Hanya saja, usai pandemi berakhir, Damhuri optimistis, arus investasi diperkirakan akan meningkat yang diharapkan akan membuka lebih banyak lapangan kerja.
Ekspektasi aliran modal ke dalam negeri tersebut membuat rupiah perkasa.
Namun, di sisi lain UU Cipta Kerja memicu penolakan yang masif. Buruh melakukan demo dan mogok kerja besar dalam 2 hari terakhir, dan masih akan berlangsung hingga besok.
Hal tersebut ditegaskan Presiden Konfederasi Serikat Pekerja Indonesia (KSPI) Said Iqbal. Mogok akan dilakukan dari 6 hingga 8 Oktober 2020.

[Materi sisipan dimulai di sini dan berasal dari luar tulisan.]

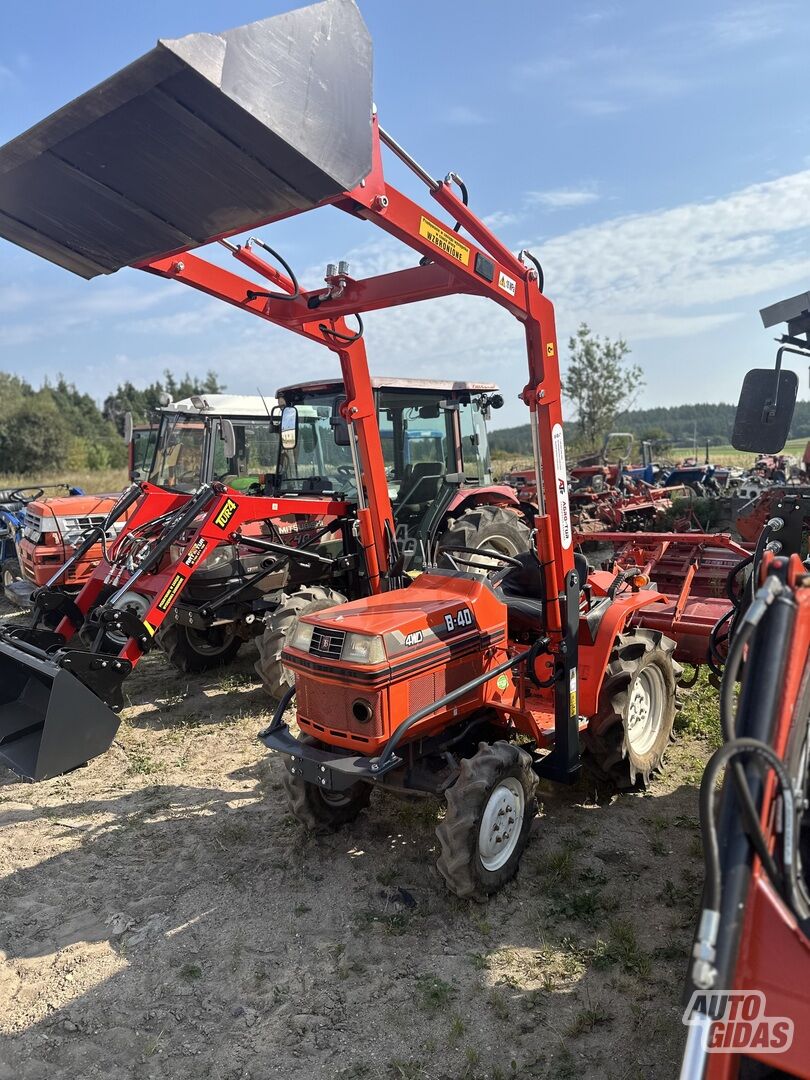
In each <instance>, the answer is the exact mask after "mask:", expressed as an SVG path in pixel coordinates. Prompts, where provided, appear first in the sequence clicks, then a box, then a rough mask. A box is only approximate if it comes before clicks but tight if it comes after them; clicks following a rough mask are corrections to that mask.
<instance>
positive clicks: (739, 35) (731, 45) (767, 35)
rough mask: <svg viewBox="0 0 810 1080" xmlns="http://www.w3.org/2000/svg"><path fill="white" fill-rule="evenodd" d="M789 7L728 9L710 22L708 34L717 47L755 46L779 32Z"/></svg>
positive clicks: (773, 36) (734, 8)
mask: <svg viewBox="0 0 810 1080" xmlns="http://www.w3.org/2000/svg"><path fill="white" fill-rule="evenodd" d="M789 6H791V5H786V4H782V3H767V4H746V5H744V6H742V8H732V9H731V10H729V11H726V12H724V13H723V14H720V15H717V16H716V17H715V18H713V19H712V21H711V22H710V32H711V35H712V37H713V38H714V40H715V41H716V42H718V43H719V44H721V45H728V46H731V48H739V46H744V45H752V44H757V43H758V42H760V41H765V40H767V39H768V38H775V37H777V36H778V35H780V33H782V30H783V28H784V25H785V22H784V21H785V16H786V14H787V13H788V11H789Z"/></svg>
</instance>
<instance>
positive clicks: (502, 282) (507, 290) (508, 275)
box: [498, 270, 517, 296]
mask: <svg viewBox="0 0 810 1080" xmlns="http://www.w3.org/2000/svg"><path fill="white" fill-rule="evenodd" d="M498 288H502V289H503V292H504V293H509V295H510V296H514V295H515V291H516V288H517V282H516V281H515V280H514V278H510V276H509V275H508V274H505V273H504V272H503V271H502V270H501V272H500V273H499V274H498Z"/></svg>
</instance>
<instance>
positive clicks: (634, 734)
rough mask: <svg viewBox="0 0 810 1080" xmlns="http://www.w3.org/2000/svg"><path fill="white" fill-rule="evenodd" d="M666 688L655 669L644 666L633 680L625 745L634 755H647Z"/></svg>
mask: <svg viewBox="0 0 810 1080" xmlns="http://www.w3.org/2000/svg"><path fill="white" fill-rule="evenodd" d="M665 696H666V687H665V685H664V679H663V675H662V674H661V672H660V671H659V669H658V667H654V666H652V665H650V666H649V667H644V669H643V670H642V671H640V672H639V673H638V675H637V676H636V677H635V679H634V680H633V685H632V687H631V689H630V702H629V703H627V742H629V743H630V745H631V746H632V748H633V751H634V753H636V754H638V755H644V754H648V753H649V752H650V750H651V748H652V746H653V745H654V742H656V739H657V737H658V731H659V727H660V725H661V716H662V712H663V707H664V702H665Z"/></svg>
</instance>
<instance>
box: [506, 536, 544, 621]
mask: <svg viewBox="0 0 810 1080" xmlns="http://www.w3.org/2000/svg"><path fill="white" fill-rule="evenodd" d="M515 558H516V559H517V562H518V563H519V564H521V566H519V567H517V566H510V567H509V569H508V570H507V572H505V575H504V576H503V578H501V582H500V585H499V586H498V594H499V596H500V598H501V600H503V603H504V604H505V605H507V612H508V622H509V632H510V634H512V635H514V634H517V633H525V632H529V633H531V634H532V635H536V634H539V633H542V631H543V629H544V582H543V570H542V567H541V566H540V563H539V562H538V558H537V555H536V554H535V552H534V551H524V552H521V554H519V555H515Z"/></svg>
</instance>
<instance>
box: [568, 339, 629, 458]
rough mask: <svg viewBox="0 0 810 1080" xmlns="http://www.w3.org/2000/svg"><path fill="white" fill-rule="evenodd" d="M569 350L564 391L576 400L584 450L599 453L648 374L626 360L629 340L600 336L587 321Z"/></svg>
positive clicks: (572, 401)
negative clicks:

"Mogok nasional ini dilakukan sesuai dengan UU Nomor 9 Tahun 1998 tentang Kemerdekaan Menyampaikan Pendapat di Muka Umum dan UU Nomor 21 Tahun 2000 khususnya Pasal 4 yang menyebutkan, fungsi serikat pekerja salah satunya adalah merencanakan dan melaksanakan pemogokan," ujar Said Iqbal, dalam keterangan resmi.
"Selain itu, dasar hukum mogok nasional yang akan kami lakukan adalah UU No 39 Tahun 1999 tentang HAM dan UU No 12 tahun 2005 tentang Pengesahan Kovenan Internasional tentang Hak-Hak Sipil dan Politik."
Mogok kerja tersebut dikatakan diikuti oleh 2 juta buruh di berbagai sektor industri dan di banyak wilayah Indonesia.
Sementara itu Konfederasi Aliansi Serikat Buruh Indonesia (KASBI) akan memindahkan titik aksi unjuk rasa ke Istana Negara, Jakarta, Kamis (8/10/2020).
Sekretaris Jenderal (Sekjen) KASBI, Sunarno menyebut, pengalihan titik aksi itu lantaran DPR mempercepat sidang paripurna pengesahan RUU Omnibus Law Ciptaker yang semula 8 Oktober menjadi 5 Oktober lalu.
Sunarno memperkirakan aksi di istana akan diikuti setidaknya 20 ribu massa gabungan. Bukan hanya massa buruh, melainkan juga elemen mahasiswa dan organisasi gerakan masyarakat secara umum.
Aksi buruh tersebut dikhawatirkan membuat stabilitas dalam negeri menjadi terganggu, yang membuat investor asing berhati-hati, sehingga menjadi sentimen negatif bagi rupiah.